C’è chi, esultando, parla di «sentenza storica». E chi, come Matteo Salvini, facendosi portavoce del malcontento di tutto il centrodestra, va all’attacco e cerca di screditare la Corte costituzionale sostenendo che quella firmata «è una sentenza politica, una sentenza di partito, di parte, perché ci sono tantissimi giuristi che stanno sostenendo l’esatto contrario».
Giovedì la Consulta ha dichiarato illegittimo, incostituzionale, il divieto per la madre “intenzionale” (quella che non ha partorito) di riconoscere in Italia il figlio nato da fecondazione assistita praticata legittimamente all’estero. Detto fuori dai denti, giovedì la Consulta ha bocciato su tutta la linea “L’articolo 8 della legge sulla fecondazione assistita, la numero 40 del 2004”. La sentenza numero 68 ha ritenuto fondante le questioni di legittimità costituzionale sollevate dal Tribunale di Lucca, al quale avevano espresso i propri rilievi – tramite l’avvocato Vincenzo Miri, presidente della Rete Lenford – Glenda Giovannardi e Isabella Passaglia, sposate e mamme di una bambina di tre anni e un bimbo di due, dopo che la procura di Lucca aveva impugnato il certificato di nascita del secondo figlio nato il 3 aprile 2023 a Lido di Camaiore dopo la scelta della procreazione assistita a Barcellona. Adesso la Consulta rimette le cose a posto: per i giudici, infatti, all’interno di una coppia omosessuale vietare il riconoscimento del figlio/a alla donna che ha prestato il consenso fecondativa all’estero non garantisce «il miglior interesse del minore», ma anzi integra la violazione degli articoli 2, 3 e 30 della Costituzione.
La violazione dell’articolo 2 della Costituzione (sui diritti inviolabili dell’essere umano) si verifica, insistono i giudici, perché nel caso di specie si verifica «la lesione dell’identità personale del nato e del suo diritto a vedersi riconosciuto sin dalla nascita uno stato giuridico certo e stabile». La violazione dell’articolo 3 della Costituzione si concretizza «per la irragionevolezza dell’attuale disciplina che non trova giustificazione in assenza di un contro interesse di rango costituzionale». Infine l’articolo 30 della Costituzione viene violato perché c’è una lesione «dei diritti del minore a vedersi riconosciuti, sin dalla nascita e nei confronti di entrambi i genitori, i diritti connessi alla responsabilità genitoriale e ai conseguenti obblighi nei confronti dei figli».

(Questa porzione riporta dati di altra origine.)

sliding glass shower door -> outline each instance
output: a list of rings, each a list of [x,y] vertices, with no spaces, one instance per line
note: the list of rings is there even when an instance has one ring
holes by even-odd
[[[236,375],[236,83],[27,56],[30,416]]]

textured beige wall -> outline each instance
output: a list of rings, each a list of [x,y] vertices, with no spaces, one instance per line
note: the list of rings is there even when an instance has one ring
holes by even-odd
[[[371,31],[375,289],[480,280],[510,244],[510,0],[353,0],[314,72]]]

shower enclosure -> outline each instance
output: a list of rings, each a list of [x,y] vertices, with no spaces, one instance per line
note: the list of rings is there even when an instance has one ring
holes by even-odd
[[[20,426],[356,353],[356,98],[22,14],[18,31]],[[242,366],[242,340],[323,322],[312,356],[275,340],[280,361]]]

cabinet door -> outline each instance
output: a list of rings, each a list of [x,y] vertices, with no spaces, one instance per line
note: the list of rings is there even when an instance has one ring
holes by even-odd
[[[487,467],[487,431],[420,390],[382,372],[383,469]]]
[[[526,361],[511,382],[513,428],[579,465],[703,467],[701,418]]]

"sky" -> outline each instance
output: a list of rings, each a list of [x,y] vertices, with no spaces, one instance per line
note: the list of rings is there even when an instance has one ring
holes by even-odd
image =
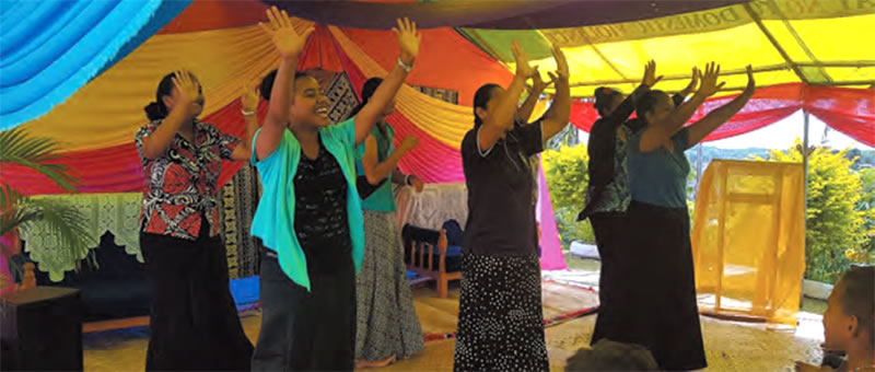
[[[772,124],[768,127],[760,128],[740,136],[705,142],[704,146],[715,147],[720,149],[747,149],[747,148],[761,148],[761,149],[789,149],[793,146],[796,138],[802,139],[804,135],[805,121],[802,112],[797,112],[785,119]],[[808,123],[808,143],[812,146],[826,144],[830,148],[843,150],[844,148],[858,148],[860,150],[875,150],[872,147],[865,146],[853,138],[844,136],[844,133],[829,129],[826,131],[826,125],[814,115],[810,116]],[[586,143],[590,135],[580,131],[581,143]]]

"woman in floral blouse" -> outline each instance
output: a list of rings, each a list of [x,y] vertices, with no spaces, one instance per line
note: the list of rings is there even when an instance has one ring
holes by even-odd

Ma non è tutto: per la Consulta la dichiarazione di illegittimità costituzionale fonda su due rilievi: «La responsabilità che deriva dall’impegno comune che una coppia si assume nel momento in cui decide di ricorrere alla Pma per generare un figlio, impegno dal quale, una volta assunto, nessuno dei due genitori, e in particolare la cosiddetta madre intenzionale, può sottrarsi» e «la centralità dell’interesse del minore a che l’insieme dei diritti che egli vanta nei confronti dei genitori valga, oltre che nei confronti della madre biologica, nei confronti della madre intenzionale».
Critica la ministra Eugenia Roccella, ministra per la Famiglia, la Natalità e le Pari opportunità: «Cancellare per scelta dalla vita dei bambini il papà o la mamma, che nessuna tecnica riproduttiva potrà mai eliminare – ha dichiarato – resta un mutamento antropologico che non potremo mai considerare un progresso sulla via dei diritti, ma la sottrazione al bambino di uno dei suoi diritti fondamentali». Di segno contrario la dichiarazione del sindaco di Napoli, nonché presidente Anci, Gaetano Manfredi (Pd): «La sentenza della Corte Costituzionale sulle famiglie arcobaleno fotografa i cambiamenti della nostra società, dimostrando che la strada intrapresa dal Comune di Napoli è giusta. Proseguiremo dunque nel riconoscimento dei figli nati da famiglie composte da due mamme sempre nell’ottica della tutela dei minori».